This year, a graffiti slogan began to appear on walls across Wales. Typically spray-painted in white letters on a red background, it read Cofiwch Dryweryn—“Remember Tryweryn.”
The phrase first appeared half a century ago, on a wall in a Welsh seaside village, and the mural quickly became a local landmark. It commemorated the village of Capel Celyn in the Tryweryn Valley, which was flooded in 1965 to create a reservoir. The “drowned village” was Welsh, as were the 70 residents who were forced to leave their homes. The water supply was destined for the English city of Liverpool. Remember Tryweryn: Remember what England does to Wales.
The destruction of the village was a deep enough wound to feature on the most recent season of Netflix’s royal drama The Crown: Over dinner with his tutor Edward Millward, a Welsh nationalist, Prince Charles sees a photograph of Capel Celyn. “I have so many places to visit,” he says, wistfully. “You wouldn’t be able to visit anymore,” is Millward’s brisk reply.

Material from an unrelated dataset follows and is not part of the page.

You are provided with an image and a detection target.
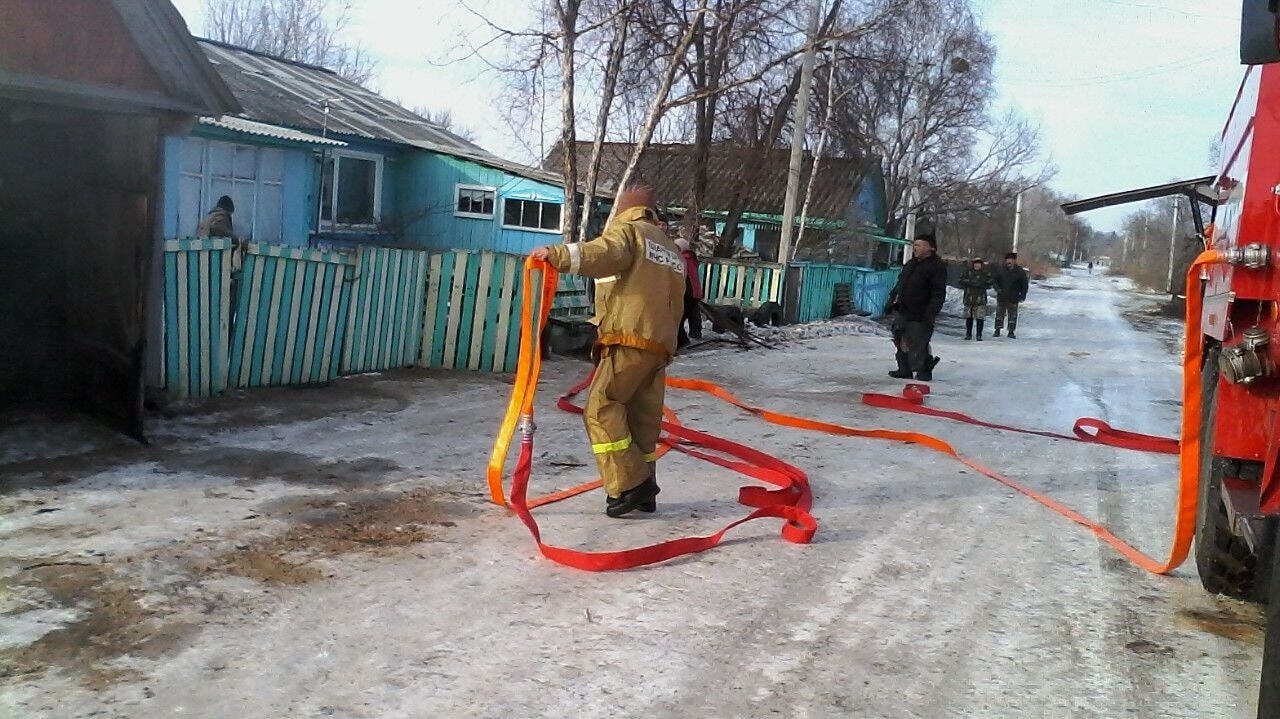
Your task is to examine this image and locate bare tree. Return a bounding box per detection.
[827,0,1046,234]
[203,0,378,85]
[579,8,631,241]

Cofiwch Dryweryn. Remember Tryweryn. Clearly, many in Wales do: Earlier this year, the original mural was defaced, and soon after, the phrase began popping up elsewhere, as if in sympathy. WalesOnline reported more than 50 sightings within a month, from Newport in the south to Anglesey in the north. “It’s a symbol of English rights over Wales,” Liz Silversmith, a Labour Party activist and environmental campaigner, told me. She had seen four examples of it herself.

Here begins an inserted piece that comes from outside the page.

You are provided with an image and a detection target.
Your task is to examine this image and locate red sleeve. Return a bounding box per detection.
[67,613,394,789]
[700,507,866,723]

The United Kingdom is a union of four nations. England, the largest, most populous, and most dominant, conquered Wales by force in the 13th century and absorbed Scotland in the 17th. (Northern Ireland is the most tenuously attached, having remained under British rule when the rest of Ireland became independent in the early 20th century.) The union has often been uneasy, and in the last two decades, independence movements in Scotland and Wales have followed very different paths. At a time when many states in Europe are threatened by fragmentation, what does their experience tell us about what these movements need to thrive?